A friend casually hinted at me recreating a tapas dish she fell in love with at a restaurant located too many states away to justify a monthly visit. I eagerly and quietly agreed, though I knew nothing about the dish other than the name.

My version adds a hint of sweetness to a heavy braised beef and pork combo, mixing beef and pork in this recipe helps vary the flavor profile. It is quite important to sear the meat first for a deeper flavor. This recipe offers versatility to serve as a tapas dish between crispy spring rolls or to serve as a main entree over polenta (both options explained below).

Did I succeed in recreating this dish? In my book I did; turns out we ate it all before my friend even knew it was made-oops; guess I better do it again. It’ll be a fat and happy remake!



Rhubarb braised beef and pork

Sear
1/2 lb beef (leave whole, do not cut into chucks)
1/4 lb pork (leave whole, do not cut into chucks)
1/2 cup chopped white onions
1/2 cup chopped red onions

Add to the pan:

1/2 lb chopped rhubarb
2 garlic cloves, minced
1/2 tbsp. ground ginger
2 tbsp. Dijon mustard
1 tsp. dried sage
1 cup orange juice
2 tbsp. Worcestershire sauce

Cover with beef broth (If you use water, add a bouillon cube).

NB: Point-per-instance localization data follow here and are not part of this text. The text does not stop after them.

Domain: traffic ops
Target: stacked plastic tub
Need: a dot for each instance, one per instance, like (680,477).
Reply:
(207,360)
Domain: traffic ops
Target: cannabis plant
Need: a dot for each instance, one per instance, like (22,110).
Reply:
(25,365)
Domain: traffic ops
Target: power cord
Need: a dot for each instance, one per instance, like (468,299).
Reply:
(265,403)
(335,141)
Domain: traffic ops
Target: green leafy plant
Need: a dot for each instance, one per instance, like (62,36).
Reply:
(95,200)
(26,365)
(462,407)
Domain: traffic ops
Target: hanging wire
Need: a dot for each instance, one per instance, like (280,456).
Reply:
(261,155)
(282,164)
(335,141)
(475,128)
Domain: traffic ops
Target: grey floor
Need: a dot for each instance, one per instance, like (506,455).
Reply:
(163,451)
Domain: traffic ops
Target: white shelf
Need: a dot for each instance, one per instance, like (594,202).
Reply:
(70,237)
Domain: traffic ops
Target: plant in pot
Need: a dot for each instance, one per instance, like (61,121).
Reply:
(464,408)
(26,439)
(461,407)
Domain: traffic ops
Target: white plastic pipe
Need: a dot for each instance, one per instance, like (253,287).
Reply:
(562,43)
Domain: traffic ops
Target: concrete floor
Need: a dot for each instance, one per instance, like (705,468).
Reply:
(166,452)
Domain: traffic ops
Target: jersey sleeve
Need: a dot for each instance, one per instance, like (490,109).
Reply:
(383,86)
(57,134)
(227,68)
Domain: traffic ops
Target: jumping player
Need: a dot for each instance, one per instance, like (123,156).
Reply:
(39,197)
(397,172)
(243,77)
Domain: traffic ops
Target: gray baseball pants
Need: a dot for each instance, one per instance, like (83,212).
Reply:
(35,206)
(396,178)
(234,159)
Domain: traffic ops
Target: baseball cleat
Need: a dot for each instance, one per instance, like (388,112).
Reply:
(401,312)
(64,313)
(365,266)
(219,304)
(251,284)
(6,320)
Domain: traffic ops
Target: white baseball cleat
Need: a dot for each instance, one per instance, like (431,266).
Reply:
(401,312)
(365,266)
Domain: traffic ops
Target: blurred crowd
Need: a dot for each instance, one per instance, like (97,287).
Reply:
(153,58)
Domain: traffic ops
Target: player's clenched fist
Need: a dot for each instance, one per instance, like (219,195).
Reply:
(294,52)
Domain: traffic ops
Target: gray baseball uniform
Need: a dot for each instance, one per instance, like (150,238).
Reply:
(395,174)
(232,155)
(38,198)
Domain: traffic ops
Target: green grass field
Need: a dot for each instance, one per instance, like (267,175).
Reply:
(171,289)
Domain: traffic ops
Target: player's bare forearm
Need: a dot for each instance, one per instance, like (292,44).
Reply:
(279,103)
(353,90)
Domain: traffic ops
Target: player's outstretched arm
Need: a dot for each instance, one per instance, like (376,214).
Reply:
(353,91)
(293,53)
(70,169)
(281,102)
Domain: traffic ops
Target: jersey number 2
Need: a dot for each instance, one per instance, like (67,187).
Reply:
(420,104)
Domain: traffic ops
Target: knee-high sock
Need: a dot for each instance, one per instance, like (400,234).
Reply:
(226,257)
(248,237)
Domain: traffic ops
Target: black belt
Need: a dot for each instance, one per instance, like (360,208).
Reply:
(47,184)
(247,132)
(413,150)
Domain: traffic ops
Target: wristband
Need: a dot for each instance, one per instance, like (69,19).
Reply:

Cover and cook in the over for about 2 hours, add another 1/2 lb of chopped rhubarb. If the pot is dry, add 2 cups of broth or water. Cover and cook for another 2 hours or until meat falls apart.

Using two forks pull the meat apart, leaving some larger hunks together.

To serve on a crispy spring roll:

Toast the spring roll/egg roll wrap – take one spring roll wrap, cut into 4 squares and toast in a dry fry pan over medium heat until crispy, flipping sides as they brown.

Place one square in the middle of the plate, add a scoop of the braised rhubarb beef and top with a second toasted square. Dress the plate with the zippy rhubarb sauce.

To serve on creamy polenta:
1/2 cup polenta (cornmeal)
4 cups water or broth
1/2 cup of creamy goat cheese
Salt and fresh black pepper

Begin the polenta during the last hour while the meat is braising.

Start with 1 cup of cold water in a sauce pan. Slowly pour the cornmeal into the water while whisking vigorously. Cook over medium-low heat, stirring often, for about an hour. Add in more water as the polenta soaks up the previous. When the polenta is tender with no grit left, remove from heat and whisk in the cheese and lots of fresh black pepper. Add salt if needed, however the cheese may salt the dish enough on it’s own.

Place a dollop of polenta in the middle of a bowl, use a pair of tongs to place the meat on top of the polenta. Sprinkle with fresh chopped parsley and a drizzle of the Rhubarb sauce (recipe below)

Zippy Rhubarb Sauce

1/2 lb chopped rhubarb
1/2 cup sugar
6 cloves
1/2 tsp. dry mustard
1 tsp. ginger
1 tbsp. Worcestershire sauce

Place all the ingredients in a sauce pan and simmer over medium low heat for about 15 minutes or until the rhubarb is soft. Place the ingredients in a blender and blend until smooth. Strain and set aside until ready to use.

Tips and Techniques: Braising is made for tough cuts of meat rendering the meat to become ‘fall off the bone’ tender by simmering in juices for hours. It’s a great way to save money because it allows you to use cheaper cuts of meat (pot roasts, rumps, shoulders, etc.). Do use the guy behind the meat counter – they are there to help you!